As for draft pick implications, the Rangers will receive the Hurricanes’ first round selection as a result of the Brady Skjei trade. A repeat trip to the Conference Finals means that Carolina’s selection would be no higher than 28th, so Blueshirts fans should be rooting for these bunch of jerks to bow out of the playoffs prior to that point.
New York Islanders
After being on the giving and receiving ends of sweeps last spring, the Islanders have returned to the playoffs in search of their first Conference Finals berth since 1993. I wasn’t even alive at that point, so it’s been quite some time since Islanders fans have gotten to experience a deep playoff run. Barry Trotz’s squad disposed of the Florida Panthers in the qualifying round in order to qualify for the tournament, with trade deadline acquisition Jean-Gabriel Pageau scoring three times en route to leading the team in goal scoring, while former Ranger Derick Brassard notched a pair of assists.
The Islanders and Capitals are set to clash in yet another series that will see Blueshirts fans rooting for a meteor to strike Scotiabank Arena while these two are on the ice. Getting to see Brassard match up with Carl Hagelin could be something to watch, as the two were part of an unbreakable trio of friends along with Mats Zuccarello during their time in New York.
Columbus Blue Jackets
Much like the Edmonton Oilers failed to advance into the playoffs that their city is hosting, the Toronto Maple Leafs won’t be participating in the Eastern Conference playoffs taking place in Toronto. Columbus recovered from a spirit breaking Game 4 collapse and knocked the Maple Leafs out of the playoffs with a dominant Game 5 victory, and with that comes yet another grudge match from the 2019 playoffs.

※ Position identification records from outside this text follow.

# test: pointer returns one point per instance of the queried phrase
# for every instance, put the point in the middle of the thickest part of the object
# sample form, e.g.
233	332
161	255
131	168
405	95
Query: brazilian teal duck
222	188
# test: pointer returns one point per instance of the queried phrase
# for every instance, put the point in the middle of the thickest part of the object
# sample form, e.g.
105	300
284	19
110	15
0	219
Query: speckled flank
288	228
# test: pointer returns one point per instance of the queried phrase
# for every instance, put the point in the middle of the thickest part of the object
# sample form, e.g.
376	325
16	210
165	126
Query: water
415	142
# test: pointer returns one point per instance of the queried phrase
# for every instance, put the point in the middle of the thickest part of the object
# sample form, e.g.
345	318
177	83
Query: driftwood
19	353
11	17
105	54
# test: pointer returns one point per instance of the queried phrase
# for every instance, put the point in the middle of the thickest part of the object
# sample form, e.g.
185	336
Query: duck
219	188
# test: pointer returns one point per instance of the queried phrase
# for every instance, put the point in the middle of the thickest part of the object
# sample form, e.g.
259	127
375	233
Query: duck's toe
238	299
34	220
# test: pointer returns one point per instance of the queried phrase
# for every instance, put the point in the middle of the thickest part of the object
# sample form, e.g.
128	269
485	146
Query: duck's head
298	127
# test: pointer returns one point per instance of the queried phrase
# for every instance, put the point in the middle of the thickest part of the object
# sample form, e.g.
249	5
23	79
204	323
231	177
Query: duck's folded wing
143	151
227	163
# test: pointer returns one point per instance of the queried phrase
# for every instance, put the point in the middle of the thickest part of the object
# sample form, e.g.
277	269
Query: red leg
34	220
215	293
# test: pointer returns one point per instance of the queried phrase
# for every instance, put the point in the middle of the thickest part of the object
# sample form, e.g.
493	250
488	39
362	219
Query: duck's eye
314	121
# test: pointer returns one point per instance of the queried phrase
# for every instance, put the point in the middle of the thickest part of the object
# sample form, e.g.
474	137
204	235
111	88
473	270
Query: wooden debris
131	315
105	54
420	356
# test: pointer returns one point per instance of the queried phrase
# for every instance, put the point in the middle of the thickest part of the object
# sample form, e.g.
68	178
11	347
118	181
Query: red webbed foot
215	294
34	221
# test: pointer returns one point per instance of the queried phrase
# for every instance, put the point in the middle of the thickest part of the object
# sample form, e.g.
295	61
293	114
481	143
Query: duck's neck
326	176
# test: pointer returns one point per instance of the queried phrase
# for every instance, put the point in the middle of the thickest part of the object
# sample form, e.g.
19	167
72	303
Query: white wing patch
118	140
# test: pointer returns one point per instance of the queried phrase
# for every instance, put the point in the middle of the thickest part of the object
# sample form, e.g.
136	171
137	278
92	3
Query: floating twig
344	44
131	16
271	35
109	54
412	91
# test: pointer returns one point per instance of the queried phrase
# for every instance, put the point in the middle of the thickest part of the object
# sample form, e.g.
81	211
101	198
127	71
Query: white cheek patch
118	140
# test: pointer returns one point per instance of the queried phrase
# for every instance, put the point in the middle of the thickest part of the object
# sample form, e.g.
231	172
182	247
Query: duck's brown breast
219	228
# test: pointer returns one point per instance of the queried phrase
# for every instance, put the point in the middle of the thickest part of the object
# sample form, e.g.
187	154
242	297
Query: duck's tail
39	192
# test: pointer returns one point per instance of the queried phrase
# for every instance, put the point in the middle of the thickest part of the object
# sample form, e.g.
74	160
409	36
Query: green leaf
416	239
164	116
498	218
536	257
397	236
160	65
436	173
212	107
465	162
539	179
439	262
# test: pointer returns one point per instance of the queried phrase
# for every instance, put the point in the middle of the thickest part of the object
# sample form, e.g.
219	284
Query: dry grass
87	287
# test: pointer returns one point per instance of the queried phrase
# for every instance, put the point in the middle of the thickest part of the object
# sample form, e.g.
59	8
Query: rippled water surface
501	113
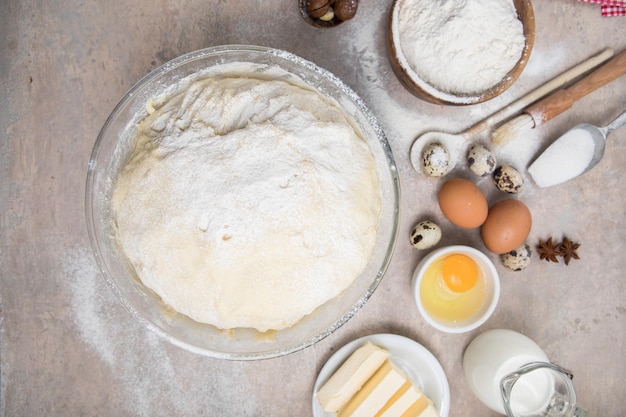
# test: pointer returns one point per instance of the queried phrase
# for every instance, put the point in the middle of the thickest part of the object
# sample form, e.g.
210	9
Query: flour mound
247	202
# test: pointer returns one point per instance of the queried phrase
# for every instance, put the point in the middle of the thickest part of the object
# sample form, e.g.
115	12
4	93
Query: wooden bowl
425	91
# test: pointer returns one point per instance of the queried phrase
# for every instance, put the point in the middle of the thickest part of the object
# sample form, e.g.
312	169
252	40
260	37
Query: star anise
568	250
549	251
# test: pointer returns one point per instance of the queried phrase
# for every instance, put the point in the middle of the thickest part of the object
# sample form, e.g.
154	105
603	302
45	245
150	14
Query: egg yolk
459	272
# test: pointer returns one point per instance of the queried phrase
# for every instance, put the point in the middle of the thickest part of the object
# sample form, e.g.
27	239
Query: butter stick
402	401
351	376
376	392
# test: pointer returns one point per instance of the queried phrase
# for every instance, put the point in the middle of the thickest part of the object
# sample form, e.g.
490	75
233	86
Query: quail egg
435	160
480	160
425	235
508	179
518	258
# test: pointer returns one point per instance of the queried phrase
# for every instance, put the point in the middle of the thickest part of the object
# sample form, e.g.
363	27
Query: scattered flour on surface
139	360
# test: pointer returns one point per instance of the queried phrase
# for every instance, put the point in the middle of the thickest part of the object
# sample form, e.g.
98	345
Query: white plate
414	359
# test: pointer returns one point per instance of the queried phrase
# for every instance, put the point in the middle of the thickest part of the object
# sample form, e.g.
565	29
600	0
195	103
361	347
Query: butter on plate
351	376
369	384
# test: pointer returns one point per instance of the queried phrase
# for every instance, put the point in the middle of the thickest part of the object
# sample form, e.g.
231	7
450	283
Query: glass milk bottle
512	375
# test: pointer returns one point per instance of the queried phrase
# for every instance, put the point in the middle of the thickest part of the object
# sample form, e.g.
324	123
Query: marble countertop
68	346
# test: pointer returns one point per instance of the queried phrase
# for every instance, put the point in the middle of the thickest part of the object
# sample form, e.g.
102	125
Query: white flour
460	46
240	198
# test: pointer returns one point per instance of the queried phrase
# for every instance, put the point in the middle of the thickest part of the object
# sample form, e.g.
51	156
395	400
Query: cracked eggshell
435	160
518	258
481	160
425	235
508	179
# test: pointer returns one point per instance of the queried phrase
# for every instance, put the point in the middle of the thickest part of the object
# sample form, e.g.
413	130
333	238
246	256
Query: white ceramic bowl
492	285
111	150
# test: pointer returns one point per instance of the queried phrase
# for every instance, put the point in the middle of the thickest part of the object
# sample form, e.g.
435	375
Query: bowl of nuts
328	13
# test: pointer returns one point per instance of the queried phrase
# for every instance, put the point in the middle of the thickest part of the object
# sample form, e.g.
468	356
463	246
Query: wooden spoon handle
558	102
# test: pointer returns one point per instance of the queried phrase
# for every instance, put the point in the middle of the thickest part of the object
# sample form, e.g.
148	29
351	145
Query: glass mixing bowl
111	151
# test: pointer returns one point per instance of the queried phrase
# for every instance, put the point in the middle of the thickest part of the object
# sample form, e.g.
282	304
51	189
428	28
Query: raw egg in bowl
456	288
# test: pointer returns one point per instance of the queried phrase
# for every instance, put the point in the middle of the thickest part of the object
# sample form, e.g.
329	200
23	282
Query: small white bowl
492	285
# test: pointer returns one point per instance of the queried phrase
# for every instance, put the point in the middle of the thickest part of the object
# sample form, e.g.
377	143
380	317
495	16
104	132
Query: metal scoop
573	154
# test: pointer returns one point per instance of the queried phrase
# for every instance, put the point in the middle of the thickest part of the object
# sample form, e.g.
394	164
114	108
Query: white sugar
565	159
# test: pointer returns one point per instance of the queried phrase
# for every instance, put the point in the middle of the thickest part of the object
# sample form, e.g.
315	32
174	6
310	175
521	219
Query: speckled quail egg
518	258
480	160
425	235
508	179
435	160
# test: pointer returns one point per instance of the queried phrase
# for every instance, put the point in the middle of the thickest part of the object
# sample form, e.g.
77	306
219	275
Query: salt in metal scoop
573	154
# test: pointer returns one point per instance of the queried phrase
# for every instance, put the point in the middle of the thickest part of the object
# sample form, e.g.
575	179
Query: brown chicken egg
463	203
507	226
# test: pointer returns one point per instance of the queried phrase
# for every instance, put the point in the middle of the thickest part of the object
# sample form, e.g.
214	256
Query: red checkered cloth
610	7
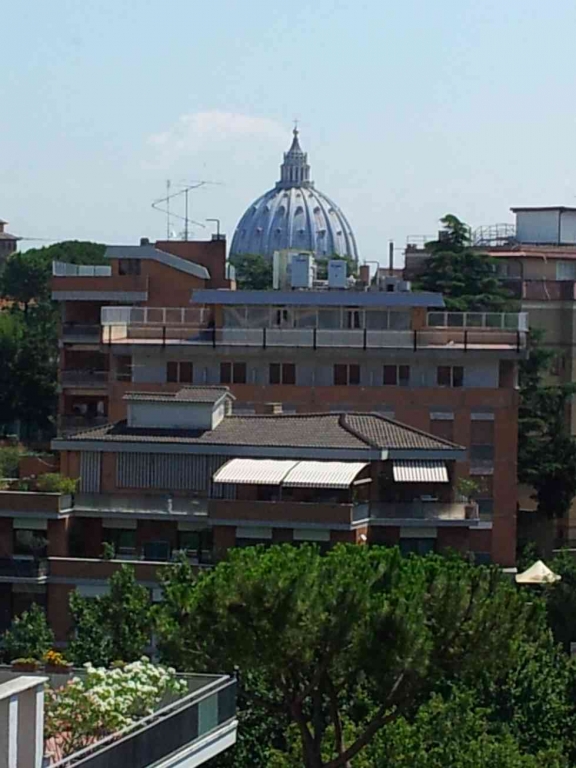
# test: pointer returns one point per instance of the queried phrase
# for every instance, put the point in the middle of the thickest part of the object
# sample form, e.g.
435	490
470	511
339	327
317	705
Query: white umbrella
539	573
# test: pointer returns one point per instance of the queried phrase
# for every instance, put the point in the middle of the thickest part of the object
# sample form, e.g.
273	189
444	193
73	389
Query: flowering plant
104	701
55	659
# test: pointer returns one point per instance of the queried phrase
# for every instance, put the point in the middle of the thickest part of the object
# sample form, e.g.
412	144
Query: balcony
422	510
161	505
188	729
34	503
29	570
463	331
78	333
84	378
71	282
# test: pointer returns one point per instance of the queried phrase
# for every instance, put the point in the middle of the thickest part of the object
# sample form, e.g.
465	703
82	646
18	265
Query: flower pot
25	666
58	669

John Tortorella’s squad, a team that saw their three superstar players from last spring move onto greener pastures, are still alive in the battle for the greatest trophy in sports. Meanwhile, Artemiy Panarin, Matt Duchene, and Sergei Bobrovsky will spend the remainder of their summers watching the playoffs from home. After shocking the hockey world with a four game sweep of the Lightning to open the playoffs last season, the Blue Jackets will look to knock Tampa Bay out once again to kickstart their playoff run. They’ll look to rely on stingy defensive play and solid goaltending from Joonas Korpisalo and Elvis Merzlikins to make that happen.
Montreal’s presence in the playoffs is the most ludicrous thing to come from the league’s return to play plan. The Canadiens compiled a 31-31-9 regular season record, and were 24th in the overall standings. Had either New Jersey or Buffalo played and won a single extra game, they would have made the trek to Toronto while Montreal stayed home. Instead, the Canadiens came to the bubble, and Carey Price turned back the clock by giving up only five goals in three wins as Montreal toppled the Pittsburgh Penguins, the league’s 7th overall team.
This group of Canadiens is a very peculiar one. Reminiscent of the Hurricanes prior to last season. The Habs were only a shade behind Vegas in terms of Corsi For% this season, and and trailed Vegas and Tampa only in Expected Goals For%, so they outshot and chanced their opponents on a regular basis. However, horrid shooting percentage and mediocre goaltending left them far out of the playoffs upon conclusion of the regular season. Much like years past, the Habs will go as far as Carey Price carries them.
That wraps up the Eastern Conference teams. Aside from rooting for Carolina to fall before the Conference Finals and lower seeded teams to win and push Carolina’s pick even higher, there’s not much for Rangers fans to root for in the Eastern bracket. Even if a major rival makes a deep playoff run, residents of Rangerstown still have the glow of last night’s draft lottery victory to bask in for now.